The masks were purchased by the CI dean’s office, and were given to the students ahead of their presentations so they could practice speaking while wearing them.

“Whether the students chose to deliver their presentations via Zoom or in person, it was great practice for them,” DeVito said. “Most job interviews are happening in virtual settings, so this assignment gave them the opportunity to think about how they would conduct themselves virtually — decide what to wear, how they would keep eye contact, etc.”

About 40 students in multiple sections of CIS 112 chose to deliver their talks in person.

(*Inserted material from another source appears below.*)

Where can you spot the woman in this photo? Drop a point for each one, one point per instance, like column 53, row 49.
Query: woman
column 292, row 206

Brennen Mullins was one of those students. “The chance to give my TED Talk in-person, using the clear masks, gave me more incentive to practice and prepare my speech. During a semester where many classes were online, it was refreshing to build anticipation for an important, in-person, and relevant talk. I feel like I am better prepared to speak in the future, after we move on from this virus, because of my choice to use a clear mask.”

The clear masks allowed students to show facial expressions to their audience as well as move around the room — both important aspects of public speaking.

“It was obviously not safe for students to remove their masks, so we did the best we could to give the students the experience of delivering speeches to an audience,” DeVito said. “I believe this adaptation provided a sense of normalcy for the students, as well as for myself. Even with the masks, I didn’t feel my class was drastically different compared to last fall.”

Looking forward to the spring semester, DeVito hopes to use a similar teaching style and hopes more students will choose to deliver the speech using the clear masks.